LaVolcan · 18/12/2013 00:04

but these arguments come across as polarised between grammar vs comp systems

It took me a long time to realise that Kent based parents were referring to Secondary Moderns as Comprehensives, so they weren't talking about the same schools that I was thinking of.

Most places do have Comprehensives and what IMO the vast majority of parents want is a decent local school which allows their child to fulfill their potential, with poor discipline and bullying not being tolerated. For them the arguments about how we mustn't get rid of Grammar Schools are a total irrelevance.

I remain surprised that Michael Wilshaw doesn't think that bringing them back is the answer. He is clearly at odds with Gove.

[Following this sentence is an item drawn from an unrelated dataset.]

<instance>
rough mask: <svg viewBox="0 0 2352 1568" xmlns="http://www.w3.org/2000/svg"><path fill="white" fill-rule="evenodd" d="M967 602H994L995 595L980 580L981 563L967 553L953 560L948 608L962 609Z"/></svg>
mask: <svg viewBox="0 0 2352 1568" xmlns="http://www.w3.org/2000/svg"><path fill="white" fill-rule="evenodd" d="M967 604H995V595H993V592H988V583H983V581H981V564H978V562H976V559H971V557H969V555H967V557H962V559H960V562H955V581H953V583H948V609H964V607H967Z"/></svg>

kitchendiner · 18/12/2013 06:09

nibbs777 The whole point is that to be in favour of Grammar schools then you must therefore be in favour of Secondary Moderns and this is where the problem lies. Yes, some students are less academic and will benefit from a more vocational education but those students who just miss the cut off, haven't been tutored, have high ability in just one field should not be written off as failures at 11. As I said previously, my son IS very academic (high IQ etc) but he would not pass his 11+. If you are arguing that highly academic students need to be with other highly academic students then this for him can only happen at a comprehensive - NOT a grammar or secondary modern. He is top 1% in one field rather than top 10% or 25% across the board. Please do not write him off and think that he needs a less academic, vocational education.

curlew · 18/12/2013 06:29

I think people, particularly grammar and private school parents, at a bit glib about children who "need vocational education". It's an easy way of dealing with th issue of the "other" ie non grammar children.What does that mean, exactly? What "vocational" thing can you do nowadays without 5 decent GCSEs for example? In the days when ther were loads of unskilled and semi skilled jobs then there might be something to be said for a technical school where kids learned what they needed for going into a trade, but that doesn't apply any more. And it's not what a secondary modern does, anyway. Most non grammar children are working towards GCSE, just like grammar ones- and in many of the same subjects. With the possible exception of Latin.

kitchendiner · 18/12/2013 06:52

The demographic of my DS's comp is 25% high, 50% middle and 25% low achievers. Is there any argument that this school would be improved by removing the 25% high achievers and turning it into a secondary modern? Those in favour of Grammar schools please answer.

FirConesAtXmas · 18/12/2013 07:13

Having 3 DC 2 of whom are firmly in the top 25% academically, and the 3rd is in the 50% group! I am incredibly thankful that they are/were all at the same school.